Self-induced transparency and optical transients in atomic vapors

TL;DR

This paper investigates the transient oscillations and formation of damped solitons in atomic vapors triggered by rapid turn-on of strong resonant laser fields, using theoretical models and Maxwell-Bloch equations.

Contribution

It provides a detailed theoretical analysis of transient dynamics, including damped solitons and simultons, in rubidium vapor with full hyperfine structure considerations.

Findings

Transient oscillations resemble trains of damped solitons.

Doubly resonant V-systems produce trains of damped simultons.

Comparison shows agreement with stationary dnoidal fields under certain conditions.

Abstract

The rapid turn-on of a strong, resonant, continuous wave laser field may trigger the formation of a transient oscillation akin to a train of damped solitons, before the vapor-field system relaxes into a stationary state.
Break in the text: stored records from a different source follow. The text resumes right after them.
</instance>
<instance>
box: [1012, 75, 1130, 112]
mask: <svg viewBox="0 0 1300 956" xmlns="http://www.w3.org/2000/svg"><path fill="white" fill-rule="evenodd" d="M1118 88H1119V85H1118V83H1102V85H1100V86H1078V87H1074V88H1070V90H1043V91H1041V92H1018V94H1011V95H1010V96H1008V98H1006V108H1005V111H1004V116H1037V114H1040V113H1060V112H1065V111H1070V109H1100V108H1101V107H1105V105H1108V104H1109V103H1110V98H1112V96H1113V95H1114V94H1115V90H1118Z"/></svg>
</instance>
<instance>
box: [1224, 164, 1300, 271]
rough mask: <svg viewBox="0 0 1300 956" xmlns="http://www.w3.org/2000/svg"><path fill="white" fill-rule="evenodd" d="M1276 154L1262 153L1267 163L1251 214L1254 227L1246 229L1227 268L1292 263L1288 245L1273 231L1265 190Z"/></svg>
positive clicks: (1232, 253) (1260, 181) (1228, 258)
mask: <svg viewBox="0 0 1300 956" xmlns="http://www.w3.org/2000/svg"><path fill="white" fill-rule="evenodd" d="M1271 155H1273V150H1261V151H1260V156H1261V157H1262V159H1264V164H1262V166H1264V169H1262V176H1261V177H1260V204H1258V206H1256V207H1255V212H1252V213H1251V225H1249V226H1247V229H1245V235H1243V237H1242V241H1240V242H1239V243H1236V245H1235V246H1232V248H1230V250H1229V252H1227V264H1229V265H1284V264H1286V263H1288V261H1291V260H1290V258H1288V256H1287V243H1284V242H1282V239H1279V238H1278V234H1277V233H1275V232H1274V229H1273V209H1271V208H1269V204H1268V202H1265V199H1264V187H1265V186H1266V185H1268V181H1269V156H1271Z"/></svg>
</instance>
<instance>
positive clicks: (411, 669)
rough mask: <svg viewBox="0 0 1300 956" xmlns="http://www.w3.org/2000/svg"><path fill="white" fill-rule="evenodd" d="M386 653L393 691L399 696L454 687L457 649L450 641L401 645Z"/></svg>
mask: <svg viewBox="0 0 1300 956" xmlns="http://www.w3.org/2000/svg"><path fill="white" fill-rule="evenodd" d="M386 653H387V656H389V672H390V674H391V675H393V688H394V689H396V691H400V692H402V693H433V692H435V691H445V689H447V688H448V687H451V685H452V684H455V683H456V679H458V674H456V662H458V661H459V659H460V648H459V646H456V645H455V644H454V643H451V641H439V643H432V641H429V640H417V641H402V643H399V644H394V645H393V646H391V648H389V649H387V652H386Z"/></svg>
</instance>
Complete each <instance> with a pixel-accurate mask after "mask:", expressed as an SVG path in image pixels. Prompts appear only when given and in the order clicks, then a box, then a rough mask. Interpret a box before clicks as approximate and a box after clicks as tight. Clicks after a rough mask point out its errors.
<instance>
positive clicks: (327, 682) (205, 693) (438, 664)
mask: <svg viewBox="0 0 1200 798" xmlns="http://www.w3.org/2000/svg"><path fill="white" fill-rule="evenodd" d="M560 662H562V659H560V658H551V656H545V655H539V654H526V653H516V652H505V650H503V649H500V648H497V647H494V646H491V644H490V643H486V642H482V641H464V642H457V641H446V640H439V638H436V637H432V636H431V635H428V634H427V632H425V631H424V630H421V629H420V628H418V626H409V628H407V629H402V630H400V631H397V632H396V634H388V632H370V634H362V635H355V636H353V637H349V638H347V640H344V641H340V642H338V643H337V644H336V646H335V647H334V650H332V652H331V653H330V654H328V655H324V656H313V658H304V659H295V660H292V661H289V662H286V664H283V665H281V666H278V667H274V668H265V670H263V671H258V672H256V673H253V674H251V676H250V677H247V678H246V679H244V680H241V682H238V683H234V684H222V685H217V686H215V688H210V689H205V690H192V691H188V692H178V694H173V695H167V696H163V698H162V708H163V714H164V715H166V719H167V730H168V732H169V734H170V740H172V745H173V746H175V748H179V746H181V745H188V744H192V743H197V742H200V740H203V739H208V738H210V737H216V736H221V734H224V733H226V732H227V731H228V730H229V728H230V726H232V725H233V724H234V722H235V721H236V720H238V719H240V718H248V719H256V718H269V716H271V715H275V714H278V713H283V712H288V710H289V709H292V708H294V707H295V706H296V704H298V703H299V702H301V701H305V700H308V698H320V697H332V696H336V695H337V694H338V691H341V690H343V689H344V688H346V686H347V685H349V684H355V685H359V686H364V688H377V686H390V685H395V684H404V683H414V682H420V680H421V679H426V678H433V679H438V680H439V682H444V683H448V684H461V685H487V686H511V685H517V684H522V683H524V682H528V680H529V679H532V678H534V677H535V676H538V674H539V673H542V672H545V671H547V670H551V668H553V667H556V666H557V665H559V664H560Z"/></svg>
We study this transient dynamic on theoretical models of a rubidium vapor. We also consider doubly resonant V-systems, for which the transients take the form of trains of damped simultons. We compute the propagating field(s) by solving the Maxwell-Bloch equations, taking homogeneous broadening, Doppler broadening and the full hyperfine structure of the atoms into account. We also compare the actual fields to the stationary dnoidal fields predicted by the Maxwell-Bloch equations in conditions of self-induced transparency. A similar dynamics is expected to occur in any atomic vapor at the turn-on of a strong resonant continuous wave field provided the turn-on is sufficiently fast compared to relaxation.